In den Marktberichten werden die Notierungen der Börse in Chikago wie auch Paris (Matif) wieder gegeben. In den Berichten wird auch zunehmend neben der Darstellung des regionalen Marktes auf die Entwicklungen an den internationalen Märkten eingegangen. Denn diese bestimmen in immer stärkerem Maße die Preisbildung auf den Märkten vor Ort. Vereinzelt können auch regionale Engpässe Preisimpulse mit sich bringen, entscheidender für eine nachhaltige Entwicklung ist aber der überregionale und damit der EU-Markt sowie der Weltmarkt.
So richtet sich der Warenterminmarkt in Paris (Matif) im Getreidebereich und noch viel stärker im Rapsbereich nach den Vorgaben aus Chikago. Die Vorgaben bilden vielfach die Grundlage für das Ein- und Verkaufsverhalten an der Börse in Paris. Besonders deutlich zeigt sich dieses in den Engagements ab zirka 16 Uhr an der Matif.
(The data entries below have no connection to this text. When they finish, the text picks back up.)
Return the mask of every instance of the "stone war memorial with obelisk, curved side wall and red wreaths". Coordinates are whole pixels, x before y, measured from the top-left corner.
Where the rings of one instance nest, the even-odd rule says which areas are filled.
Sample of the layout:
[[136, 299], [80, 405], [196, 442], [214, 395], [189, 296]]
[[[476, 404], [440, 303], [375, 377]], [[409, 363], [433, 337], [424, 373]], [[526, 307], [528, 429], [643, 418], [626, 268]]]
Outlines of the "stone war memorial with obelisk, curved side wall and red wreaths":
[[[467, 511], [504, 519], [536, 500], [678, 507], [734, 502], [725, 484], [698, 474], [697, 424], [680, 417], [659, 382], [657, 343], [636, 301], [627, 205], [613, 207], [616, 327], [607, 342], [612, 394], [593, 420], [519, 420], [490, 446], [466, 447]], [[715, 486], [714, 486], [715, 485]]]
Zu dieser Zeit öffnet die Börse in Chicago und gibt dann neue Impulse und Markteinschätzungen in den Markt.
Im Rapsmarkt sind mittlerweile die Notierungen an der Matif die Basis für den Rapseinkauf sowie auch für den Verkauf. Mit einem Abzug eines Betrages in Höhe von 10 bis 20 Euro/t je nach Vermarktungsregion wird der Erzeugerpreis abgeleitet. In der Erntezeit ist die Differenz zwischen Erzeugerpreis und Matif-Notierung – auch BASIS genannt – etwas größer, bei begrenztem Angebot etwas geringer. Über einen Vergleich von Preisgeboten des Handels mit der Matif-Notierung lässt sich schnell die eigenen Basis errechnen.
Die Veränderungen an den Märkten insbesondere auch den zunehmenden Preisschwankungen verlangen eine unabhängige und objektive Marktberichterstattung. Wir hoffen, allen Marktbeteiligten mit den von uns gefertigten Marktinformationen die erforderliche Markttransparenz auch im Jahr 2010 bieten zu können.